Otto M. Krämer (Orgel) zum Stummfilm „Der Glöckner von Norte Dame“. Foto: Veranstalter
PFORZHEIM, 04.05.2026 (pm) – Die Schloßkirche St. Michael wird im Mai erneut zum Zentrum internationaler Orgelkunst. Vom 9. bis 21. Mai versammelt das 3. Internationale Orgelfestival herausragende Musikerpersönlichkeiten, die das traditionsreiche Instrument in all seinen Facetten präsentieren – von barocker Meisterschaft bis hin zu moderner Improvisationskunst. Bereits in den vergangenen Jahren hat sich das Festival mit renommierten Künstlern wie Cameron Carpenter und Iveta Apkalna einen Namen gemacht. Im Mittelpunkt steht dabei die eindrucksvolle Steinmeyer-Mühleisen-Orgel, die nach ihrer Reorganisation neue klangliche Maßstäbe setzt.
Schirmherr Bernhard von Baden würdigt das Festival als kulturelles Ereignis mit besonderer Strahlkraft. Das Programm verbinde „Tradition, Virtuosität und schöpferische Fantasie“ auf bemerkenswerte Weise und unterstreiche die Bedeutung der Orgelmusik im heutigen Konzertleben.
Festlicher Auftakt mit Orchester und Orgel
Den Auftakt bildet am 9. Mai ein Konzert mit dem Südwestdeutsches Kammerorchester Pforzheim unter der Leitung von Douglas Bostock. An der Orgel ist Timo Handschuh zu erleben, der das Orchester in früheren Jahren als Chefdirigent geprägt hat. Bostock gilt als international gefragter Gastdirigent mit prägnantem Stil und großer Ausdruckskraft.

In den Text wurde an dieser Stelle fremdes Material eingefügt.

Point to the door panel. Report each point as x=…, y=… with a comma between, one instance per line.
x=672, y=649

Handschuh wiederum überzeugt mit einem breit gefächerten Repertoire, das von Johann Sebastian Bach bis zur französischen Orgelliteratur reicht und in dramaturgisch gestalteten Konzertformaten lebendig vermittelt wird.
Olivier Latry als Höhepunkt
Ein besonderer Glanzpunkt erwartet das Publikum am 15. Mai mit Olivier Latry. Der international gefeierte Virtuose präsentiert ein facettenreiches Programm mit Werken von André Raison, César Franck, Louis Vierne, Jehan Alain und anderen. Den Abschluss bildet eine freie Improvisation – jene Disziplin, in der Latry weltweit Maßstäbe setzt und die ihm den Ruf eines „Rockstars der Orgel“ eingebracht hat.

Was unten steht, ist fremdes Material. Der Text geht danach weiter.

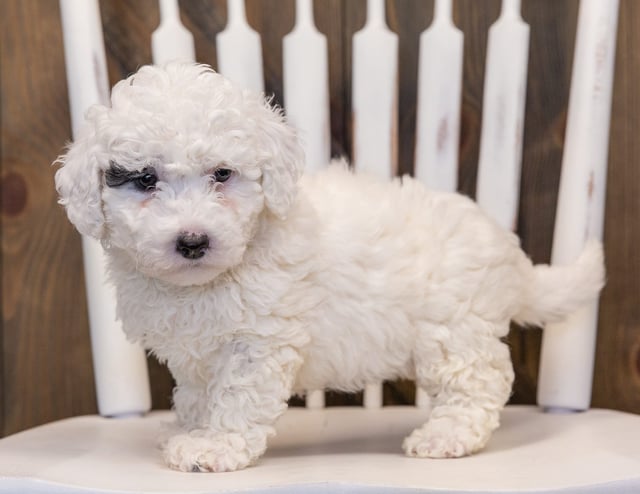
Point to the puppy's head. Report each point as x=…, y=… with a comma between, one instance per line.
x=177, y=171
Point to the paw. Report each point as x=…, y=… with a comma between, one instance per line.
x=205, y=451
x=442, y=438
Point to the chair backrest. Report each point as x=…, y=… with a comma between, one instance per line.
x=568, y=349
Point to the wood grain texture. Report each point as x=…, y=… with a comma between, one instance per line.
x=46, y=354
x=45, y=358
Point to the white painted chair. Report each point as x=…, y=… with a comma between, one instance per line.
x=358, y=449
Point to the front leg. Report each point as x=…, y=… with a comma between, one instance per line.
x=228, y=418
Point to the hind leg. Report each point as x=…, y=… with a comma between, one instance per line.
x=467, y=372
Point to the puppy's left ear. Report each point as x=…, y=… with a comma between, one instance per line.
x=78, y=186
x=282, y=170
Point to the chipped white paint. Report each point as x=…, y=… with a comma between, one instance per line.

Olivier Latry. Foto: Veranstalter
Stummfilmklassiker als atmosphärisches Finale
Zum Ausklang des Festivals am 21. Mai verbindet sich Musik mit Filmkunst: Der Stummfilm Der Glöckner von Notre Dame von Wallace Worsley wird live an der Orgel begleitet. Otto M. Krämer, ein europaweit geschätzter Spezialist für Improvisation, lässt die Filmmusik im Moment der Aufführung neu entstehen. Basierend auf dem Roman Notre-Dame de Paris entfaltet der Film eine eindringliche Geschichte über Liebe, Ausgrenzung und Menschlichkeit. Die Kooperation mit dem Kommunales Kino Pforzheim verleiht diesem Abschluss eine besondere cineastische Note.
Karten und Informationen
Weitere Informationen sowie Karten sind über den Förderverein der Schloßkirche erhältlich. Das Festival verspricht auch in seiner dritten Ausgabe ein eindrucksvolles Erlebnis für Musikliebhaber – und setzt ein starkes Zeichen für die lebendige Orgelkultur in der Region.